Terampil, Bukan Asal Tampil
“Pernahkah engkau melihat orang yang cakap dalam pekerjaannya? Di hadapan raja-raja ia akan berdiri, bukan di hadapan orang-orang yang hina.” -Amsal 22:29 (TB)
Dari kecil saya sekolah di sekolah Kristen, meskipun waktu itu agama kepercayaannya belum Kristen. Otomatis, ikut kegiatan kelompok beragama Kristen juga seperti kelas gereja anak (terlepas dari ada tidaknya sogokan “bonus nilai”). Dan saya baru sadar akhir-akhir ini, bahwa sejak kecil saya (dan teman-teman saya) sudah dibombardir dengan magical self-esteem boost statements, seperti: “Kita itu anak Raja! Tunjuk kiri kanannya kalau kamu itu special!

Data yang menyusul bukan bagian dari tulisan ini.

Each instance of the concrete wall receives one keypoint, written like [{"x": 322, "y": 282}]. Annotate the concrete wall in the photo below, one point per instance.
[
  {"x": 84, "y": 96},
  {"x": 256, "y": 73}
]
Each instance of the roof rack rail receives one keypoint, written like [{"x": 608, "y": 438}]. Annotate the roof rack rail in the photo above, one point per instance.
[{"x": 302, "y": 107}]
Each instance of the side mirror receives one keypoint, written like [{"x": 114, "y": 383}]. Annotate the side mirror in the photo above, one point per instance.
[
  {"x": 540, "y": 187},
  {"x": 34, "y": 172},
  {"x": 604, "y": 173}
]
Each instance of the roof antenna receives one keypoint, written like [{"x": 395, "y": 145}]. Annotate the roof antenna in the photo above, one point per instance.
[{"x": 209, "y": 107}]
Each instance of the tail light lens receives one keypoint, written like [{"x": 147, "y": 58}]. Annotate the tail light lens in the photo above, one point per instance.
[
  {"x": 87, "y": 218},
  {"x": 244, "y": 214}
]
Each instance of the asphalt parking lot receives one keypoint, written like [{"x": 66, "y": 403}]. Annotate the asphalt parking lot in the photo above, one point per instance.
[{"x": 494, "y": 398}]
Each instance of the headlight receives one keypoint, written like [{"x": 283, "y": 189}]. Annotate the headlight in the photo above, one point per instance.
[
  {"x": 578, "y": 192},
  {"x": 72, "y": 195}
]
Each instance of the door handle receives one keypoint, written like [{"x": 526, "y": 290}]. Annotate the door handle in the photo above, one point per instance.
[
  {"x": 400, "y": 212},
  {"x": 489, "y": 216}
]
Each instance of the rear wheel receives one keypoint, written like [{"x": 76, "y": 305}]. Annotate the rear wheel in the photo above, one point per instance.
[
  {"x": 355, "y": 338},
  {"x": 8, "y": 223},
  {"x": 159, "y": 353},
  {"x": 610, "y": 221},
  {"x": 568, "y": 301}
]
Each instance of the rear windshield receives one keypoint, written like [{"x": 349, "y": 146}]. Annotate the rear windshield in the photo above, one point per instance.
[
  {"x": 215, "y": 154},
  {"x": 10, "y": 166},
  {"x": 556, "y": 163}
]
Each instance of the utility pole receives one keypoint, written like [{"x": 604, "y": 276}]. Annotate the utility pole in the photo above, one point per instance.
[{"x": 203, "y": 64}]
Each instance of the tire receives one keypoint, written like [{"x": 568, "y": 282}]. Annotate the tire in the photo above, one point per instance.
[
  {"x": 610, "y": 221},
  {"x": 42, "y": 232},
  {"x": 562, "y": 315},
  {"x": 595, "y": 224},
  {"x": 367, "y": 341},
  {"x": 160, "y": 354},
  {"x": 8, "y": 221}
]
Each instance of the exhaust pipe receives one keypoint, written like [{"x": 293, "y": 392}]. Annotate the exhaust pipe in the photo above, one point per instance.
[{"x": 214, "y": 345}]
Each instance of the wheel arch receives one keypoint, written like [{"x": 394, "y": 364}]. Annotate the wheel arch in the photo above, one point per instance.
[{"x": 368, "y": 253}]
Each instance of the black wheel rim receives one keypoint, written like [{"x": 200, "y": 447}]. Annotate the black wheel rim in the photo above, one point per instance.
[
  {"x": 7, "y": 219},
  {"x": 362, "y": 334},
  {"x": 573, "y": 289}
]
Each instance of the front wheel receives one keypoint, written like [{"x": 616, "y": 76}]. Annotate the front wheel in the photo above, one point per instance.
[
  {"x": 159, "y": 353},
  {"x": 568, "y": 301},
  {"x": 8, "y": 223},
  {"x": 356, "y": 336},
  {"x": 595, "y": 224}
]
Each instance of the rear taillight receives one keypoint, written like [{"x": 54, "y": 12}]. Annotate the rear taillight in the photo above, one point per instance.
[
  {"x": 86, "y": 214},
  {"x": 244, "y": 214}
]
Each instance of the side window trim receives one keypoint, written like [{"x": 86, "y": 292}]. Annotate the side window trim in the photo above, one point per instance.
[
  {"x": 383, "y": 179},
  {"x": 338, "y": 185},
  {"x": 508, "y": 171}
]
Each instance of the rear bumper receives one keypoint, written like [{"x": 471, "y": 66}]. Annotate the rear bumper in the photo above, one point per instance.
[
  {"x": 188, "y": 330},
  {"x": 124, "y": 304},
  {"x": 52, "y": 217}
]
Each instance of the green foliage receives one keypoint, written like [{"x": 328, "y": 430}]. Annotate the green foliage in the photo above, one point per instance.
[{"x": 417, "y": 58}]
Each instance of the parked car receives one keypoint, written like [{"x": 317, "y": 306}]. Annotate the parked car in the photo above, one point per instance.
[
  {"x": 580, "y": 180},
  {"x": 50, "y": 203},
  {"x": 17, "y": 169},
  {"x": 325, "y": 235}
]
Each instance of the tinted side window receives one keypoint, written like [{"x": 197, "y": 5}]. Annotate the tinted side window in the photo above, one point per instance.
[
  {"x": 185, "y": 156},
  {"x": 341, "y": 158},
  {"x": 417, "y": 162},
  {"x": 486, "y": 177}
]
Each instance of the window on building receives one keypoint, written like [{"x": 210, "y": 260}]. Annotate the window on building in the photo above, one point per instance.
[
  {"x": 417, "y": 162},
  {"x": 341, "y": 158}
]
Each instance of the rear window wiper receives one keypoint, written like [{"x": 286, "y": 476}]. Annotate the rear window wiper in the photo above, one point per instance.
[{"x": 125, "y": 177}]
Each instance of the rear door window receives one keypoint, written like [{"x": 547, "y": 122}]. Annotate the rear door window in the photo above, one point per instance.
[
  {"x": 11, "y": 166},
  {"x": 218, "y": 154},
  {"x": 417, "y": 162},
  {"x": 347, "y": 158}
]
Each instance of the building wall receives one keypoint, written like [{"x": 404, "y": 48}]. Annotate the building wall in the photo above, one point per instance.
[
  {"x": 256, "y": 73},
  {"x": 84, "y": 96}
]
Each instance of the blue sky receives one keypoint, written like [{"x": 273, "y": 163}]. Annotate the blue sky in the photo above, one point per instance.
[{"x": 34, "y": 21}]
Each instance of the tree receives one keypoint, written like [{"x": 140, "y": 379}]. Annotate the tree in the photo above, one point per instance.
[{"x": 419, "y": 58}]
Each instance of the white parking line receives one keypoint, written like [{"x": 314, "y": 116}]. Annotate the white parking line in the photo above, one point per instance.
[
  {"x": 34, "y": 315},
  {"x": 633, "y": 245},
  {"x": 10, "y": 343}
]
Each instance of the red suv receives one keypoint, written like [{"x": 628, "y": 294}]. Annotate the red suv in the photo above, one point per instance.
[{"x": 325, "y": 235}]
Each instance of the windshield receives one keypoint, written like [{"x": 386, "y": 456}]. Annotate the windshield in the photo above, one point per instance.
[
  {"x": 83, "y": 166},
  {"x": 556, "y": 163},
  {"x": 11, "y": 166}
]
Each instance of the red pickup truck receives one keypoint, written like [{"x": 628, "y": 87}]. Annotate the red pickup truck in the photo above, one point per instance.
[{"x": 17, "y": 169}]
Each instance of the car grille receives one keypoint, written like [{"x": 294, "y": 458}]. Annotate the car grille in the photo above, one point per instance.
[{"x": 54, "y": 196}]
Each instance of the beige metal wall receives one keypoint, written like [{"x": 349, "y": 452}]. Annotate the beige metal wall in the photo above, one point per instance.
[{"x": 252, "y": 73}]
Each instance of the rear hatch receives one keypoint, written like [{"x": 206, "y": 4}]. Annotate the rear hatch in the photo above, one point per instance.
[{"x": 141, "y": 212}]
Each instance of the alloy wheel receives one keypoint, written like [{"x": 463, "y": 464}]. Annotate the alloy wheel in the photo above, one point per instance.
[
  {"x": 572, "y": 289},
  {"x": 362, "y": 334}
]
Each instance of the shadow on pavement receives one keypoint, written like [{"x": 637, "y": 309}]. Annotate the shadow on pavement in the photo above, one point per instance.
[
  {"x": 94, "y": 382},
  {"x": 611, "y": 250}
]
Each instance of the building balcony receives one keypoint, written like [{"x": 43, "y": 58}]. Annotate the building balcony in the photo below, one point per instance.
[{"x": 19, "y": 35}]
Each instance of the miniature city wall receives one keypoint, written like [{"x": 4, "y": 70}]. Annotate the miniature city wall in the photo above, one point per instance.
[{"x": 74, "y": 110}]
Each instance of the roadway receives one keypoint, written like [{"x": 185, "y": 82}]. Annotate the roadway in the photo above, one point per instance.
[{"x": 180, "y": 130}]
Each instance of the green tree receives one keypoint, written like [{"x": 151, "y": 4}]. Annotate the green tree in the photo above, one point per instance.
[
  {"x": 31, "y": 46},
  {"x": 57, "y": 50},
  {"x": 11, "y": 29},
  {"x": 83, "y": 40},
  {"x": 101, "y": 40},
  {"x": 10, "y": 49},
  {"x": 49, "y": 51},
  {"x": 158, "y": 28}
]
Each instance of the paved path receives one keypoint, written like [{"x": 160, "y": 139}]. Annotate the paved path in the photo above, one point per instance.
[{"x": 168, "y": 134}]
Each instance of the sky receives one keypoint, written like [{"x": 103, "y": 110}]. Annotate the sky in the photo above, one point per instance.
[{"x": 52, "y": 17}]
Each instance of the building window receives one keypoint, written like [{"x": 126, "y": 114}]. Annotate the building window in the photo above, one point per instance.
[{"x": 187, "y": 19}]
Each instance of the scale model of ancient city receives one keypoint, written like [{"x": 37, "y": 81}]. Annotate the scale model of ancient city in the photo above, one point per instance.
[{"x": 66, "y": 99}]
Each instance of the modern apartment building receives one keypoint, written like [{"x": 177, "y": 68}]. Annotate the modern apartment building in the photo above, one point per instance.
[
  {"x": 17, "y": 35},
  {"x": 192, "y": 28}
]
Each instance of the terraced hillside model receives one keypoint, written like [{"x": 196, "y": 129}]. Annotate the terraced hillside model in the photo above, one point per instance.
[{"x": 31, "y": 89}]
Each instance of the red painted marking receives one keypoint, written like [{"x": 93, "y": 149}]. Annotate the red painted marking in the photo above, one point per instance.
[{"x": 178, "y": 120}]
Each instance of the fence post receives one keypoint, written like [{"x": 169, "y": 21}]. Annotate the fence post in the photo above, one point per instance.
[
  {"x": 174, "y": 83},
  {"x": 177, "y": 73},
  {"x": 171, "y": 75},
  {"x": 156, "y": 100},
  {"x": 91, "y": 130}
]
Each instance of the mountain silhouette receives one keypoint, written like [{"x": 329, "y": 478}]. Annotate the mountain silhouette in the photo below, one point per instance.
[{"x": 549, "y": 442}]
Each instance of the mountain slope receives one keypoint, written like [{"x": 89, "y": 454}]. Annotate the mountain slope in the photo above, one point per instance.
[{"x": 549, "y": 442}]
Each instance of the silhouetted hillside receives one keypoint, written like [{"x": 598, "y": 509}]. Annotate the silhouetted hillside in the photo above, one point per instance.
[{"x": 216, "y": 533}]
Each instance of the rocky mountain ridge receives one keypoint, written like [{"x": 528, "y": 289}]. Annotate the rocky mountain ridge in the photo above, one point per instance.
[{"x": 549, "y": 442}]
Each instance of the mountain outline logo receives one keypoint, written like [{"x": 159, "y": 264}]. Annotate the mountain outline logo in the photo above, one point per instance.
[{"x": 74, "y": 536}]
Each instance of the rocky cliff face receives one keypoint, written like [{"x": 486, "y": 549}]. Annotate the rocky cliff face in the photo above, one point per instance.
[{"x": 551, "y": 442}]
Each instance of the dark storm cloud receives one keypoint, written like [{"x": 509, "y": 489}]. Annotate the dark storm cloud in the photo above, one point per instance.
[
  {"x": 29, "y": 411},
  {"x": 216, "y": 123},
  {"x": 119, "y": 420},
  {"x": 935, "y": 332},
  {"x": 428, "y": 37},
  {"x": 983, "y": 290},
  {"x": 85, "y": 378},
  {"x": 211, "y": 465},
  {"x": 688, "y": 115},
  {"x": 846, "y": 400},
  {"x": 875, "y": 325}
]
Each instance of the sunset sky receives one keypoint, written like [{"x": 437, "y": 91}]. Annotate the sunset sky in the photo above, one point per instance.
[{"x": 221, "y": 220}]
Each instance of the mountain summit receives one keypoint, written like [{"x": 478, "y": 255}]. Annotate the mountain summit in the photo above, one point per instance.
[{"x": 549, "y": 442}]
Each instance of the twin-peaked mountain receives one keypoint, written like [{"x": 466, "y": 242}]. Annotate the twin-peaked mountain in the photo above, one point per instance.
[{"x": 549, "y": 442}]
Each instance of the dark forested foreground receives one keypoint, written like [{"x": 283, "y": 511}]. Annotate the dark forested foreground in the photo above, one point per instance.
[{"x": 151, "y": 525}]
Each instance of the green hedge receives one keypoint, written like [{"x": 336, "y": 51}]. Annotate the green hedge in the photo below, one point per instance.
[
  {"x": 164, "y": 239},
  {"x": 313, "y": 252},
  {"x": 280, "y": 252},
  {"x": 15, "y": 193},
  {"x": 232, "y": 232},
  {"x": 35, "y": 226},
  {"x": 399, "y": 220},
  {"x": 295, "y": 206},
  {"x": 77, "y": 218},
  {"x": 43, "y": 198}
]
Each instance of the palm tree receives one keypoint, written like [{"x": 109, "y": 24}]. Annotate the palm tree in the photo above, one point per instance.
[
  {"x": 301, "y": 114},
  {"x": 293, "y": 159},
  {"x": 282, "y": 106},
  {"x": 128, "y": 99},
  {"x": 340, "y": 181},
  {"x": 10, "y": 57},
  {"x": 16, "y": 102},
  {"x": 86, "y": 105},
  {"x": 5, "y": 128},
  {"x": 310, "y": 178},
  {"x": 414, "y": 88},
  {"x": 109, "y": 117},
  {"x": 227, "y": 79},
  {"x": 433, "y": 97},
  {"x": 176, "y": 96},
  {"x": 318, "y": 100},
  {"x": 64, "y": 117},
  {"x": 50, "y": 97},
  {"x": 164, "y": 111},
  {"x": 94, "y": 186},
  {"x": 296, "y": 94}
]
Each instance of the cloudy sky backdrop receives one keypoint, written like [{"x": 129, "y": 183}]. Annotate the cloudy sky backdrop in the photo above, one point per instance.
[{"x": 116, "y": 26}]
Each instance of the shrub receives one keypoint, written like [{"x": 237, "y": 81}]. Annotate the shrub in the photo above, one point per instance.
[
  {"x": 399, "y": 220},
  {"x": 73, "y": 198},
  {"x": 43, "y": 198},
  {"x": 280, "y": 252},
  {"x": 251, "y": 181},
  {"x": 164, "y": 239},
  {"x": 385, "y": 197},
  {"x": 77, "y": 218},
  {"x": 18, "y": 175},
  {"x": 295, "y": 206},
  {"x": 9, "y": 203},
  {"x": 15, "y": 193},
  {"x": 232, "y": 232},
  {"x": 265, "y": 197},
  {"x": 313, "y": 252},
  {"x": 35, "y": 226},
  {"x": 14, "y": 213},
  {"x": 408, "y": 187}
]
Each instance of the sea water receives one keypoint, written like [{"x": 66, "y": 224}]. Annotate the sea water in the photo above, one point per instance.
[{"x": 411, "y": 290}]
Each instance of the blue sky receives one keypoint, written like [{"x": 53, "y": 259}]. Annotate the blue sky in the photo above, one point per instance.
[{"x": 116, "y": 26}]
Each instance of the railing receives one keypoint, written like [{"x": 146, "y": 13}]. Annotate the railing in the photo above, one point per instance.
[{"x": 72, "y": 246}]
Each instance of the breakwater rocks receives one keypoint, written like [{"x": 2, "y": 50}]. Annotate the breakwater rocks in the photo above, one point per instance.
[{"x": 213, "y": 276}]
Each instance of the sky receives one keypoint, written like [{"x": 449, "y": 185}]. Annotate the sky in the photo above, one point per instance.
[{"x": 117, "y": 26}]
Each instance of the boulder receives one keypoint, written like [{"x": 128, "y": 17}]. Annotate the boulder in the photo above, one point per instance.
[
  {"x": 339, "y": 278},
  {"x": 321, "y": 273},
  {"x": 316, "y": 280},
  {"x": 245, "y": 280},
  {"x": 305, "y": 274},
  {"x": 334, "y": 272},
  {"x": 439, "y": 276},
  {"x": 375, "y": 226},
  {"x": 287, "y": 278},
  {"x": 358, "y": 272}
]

Diangkat jadi anak Tuhan!” Dan lain sebagainya, ekuivalen dari “kita special, because the Bible said so.”
Ini sebetulnya oke, menanamkan bahwa image kita dalam Tuhan sudah dipulihkan. Namun, jika ini tidak diimbangi dengan mengajarkan pentingnya disiplin diri sejak dini, supaya ketika dewasa nanti bisa berkontribusi kepada masyarakat dengan keterampilannya, habislah sudah. Akan jadi orang yang jago tampil, tapi tidak terampil melakukan apapun.
Hanya karena kita menjadi anak Tuhan, bukan berarti otomatis kita mendadak memperoleh tempat special di dunia. We still have to work for it. Gak bisa mendadak jago musik, pinter matematika, terampil berbisnis, dan lain-lain. Tetap harus disiplin bertahun-tahun mempelajarinya. Hanya karena kita anak raja, bukan berarti kita berhak untuk hidup semena-mena. Apakah ada model seperti itu? Tentu ada, namun hidupnya dan dirinya tidak akan mendapat respek dari semua orang. Mengapa? Karena yang orang hormati adalah apa yang terlihat, termasuk keterampilan dan kontribusinya pada dunia, bukan hanya status darah keturunannya saja.
Want respect? We have to earn it. The most straightforward path to it? By working earnestly hard to develop God’s given talents and skills, to serve others, so that they can see God through us. Never forget that we are God’s stewards, it is our duty to grow what He has given us.